Noting that DCPS teachers have not had a contract or raise in 3 years, Criner Brown and Roderer concluded that a contract with DCPS is key to schools having robust communities, excellent learning, and stability going forward. Sadly, DCPS teachers are no closer to having a contract than they were when this essay was published last month—underscoring the terrible lack of priority among the mayor and her deputies of teacher retention, happiness, and school stability. [Happiest update I have ever made on this blog as of 11/23/22: as of this posting, DCPS teachers now have a contract!!]
To be sure, one issue behind DCPS’s perennial problems is money—and the equally perennial problem of DCPS adequately funding its schools for the students they serve.
To address this, legislation currently bandied about in the DC Council attempts to force how DCPS budgets for its schools, in the name of budget stability. The bill has had multiple hearings–and multiple drafts by the bill’s author, council chair Phil Mendelson. In the meantime, DCPS itself is pushing a new budget model, away from a comprehensive staffing model to one based more closely on enrollment.

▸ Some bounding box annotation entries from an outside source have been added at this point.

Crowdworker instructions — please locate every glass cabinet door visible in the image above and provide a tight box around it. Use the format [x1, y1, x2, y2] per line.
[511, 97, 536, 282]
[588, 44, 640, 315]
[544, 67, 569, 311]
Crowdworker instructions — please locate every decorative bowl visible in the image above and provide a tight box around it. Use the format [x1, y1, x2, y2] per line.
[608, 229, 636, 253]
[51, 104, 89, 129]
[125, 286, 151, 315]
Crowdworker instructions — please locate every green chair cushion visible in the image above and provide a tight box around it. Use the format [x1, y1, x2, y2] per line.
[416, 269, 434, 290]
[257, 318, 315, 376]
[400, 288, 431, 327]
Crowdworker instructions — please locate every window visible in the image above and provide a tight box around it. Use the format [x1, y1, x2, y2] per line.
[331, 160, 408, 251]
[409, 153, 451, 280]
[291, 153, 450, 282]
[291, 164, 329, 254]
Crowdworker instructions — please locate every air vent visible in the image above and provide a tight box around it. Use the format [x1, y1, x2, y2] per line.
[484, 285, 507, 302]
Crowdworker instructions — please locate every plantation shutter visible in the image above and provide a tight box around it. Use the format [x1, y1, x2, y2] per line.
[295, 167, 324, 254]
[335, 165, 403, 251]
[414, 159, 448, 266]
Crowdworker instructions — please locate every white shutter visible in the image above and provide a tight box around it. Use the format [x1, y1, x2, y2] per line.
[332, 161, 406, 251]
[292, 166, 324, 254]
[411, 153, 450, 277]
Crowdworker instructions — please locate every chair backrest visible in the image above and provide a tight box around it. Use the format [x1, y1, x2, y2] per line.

But as Mary Levy explains in an essay at C4DC, despite its touted purpose of stabilizing schools, the draft bill in its most current, publicly available form mainly protects the stability of funding, not staff positions—despite rhetoric otherwise. This is problematic inasmuch as it gives DCPS flexibility to get rid of staff, exacerbating poor teacher retention and instability at the school level, while saying it is preserving funding.
To show how this bait and switch works, Levy simulated this school year’s budgets under the terms outlined in the most recent version of the draft bill. She found that with projected enrollment declines that could justify cutting a teacher,
“forty-eight of 116 schools would have lost about $108,000 per FTE [full-time employee] position eliminated this way. Most of these lost 25 or more students, but a dozen had only decreases that were small, but would have combined two small classes into one larger. . . . on the other hand, DCPS’ New [budget] Model cuts every school about $6,000 for each fewer projected student—adding up to the funding for one teacher per 18 students lost. Most of the schools losing money under the bill would have lost even more money under the New [DCPS] Model [of funding].”
Levy also discovered that despite the bill’s stated purpose of reducing money to DCPS’s central office (boldface mine),
“due to the loss of these positions attributable to enrollment decline, the bill’s results in total dollars would have added up to the amount actually allocated by DCPS in FY 2023. Central offices would not have lost any money. In addition, the amount actually given to the schools was considerably inflated at many by “stabilization” allocations, some of which are to be discontinued, threatening losses even without enrollment decline.”
To read more about this budget simulation, and the assumptions behind it, see Levy’s full essay at C4DC. The current publicly available draft of the DCPS budget bill, dated September, is being revised as this blog is posted and will likely be made public a short time before it is expected to be voted on, in early December.
It also remains to be seen whether the chancellor’s veiled threat at C4DC in October–that while he didn’t envision closing schools, the budget bill could result in difficult budget decisions—comes to pass.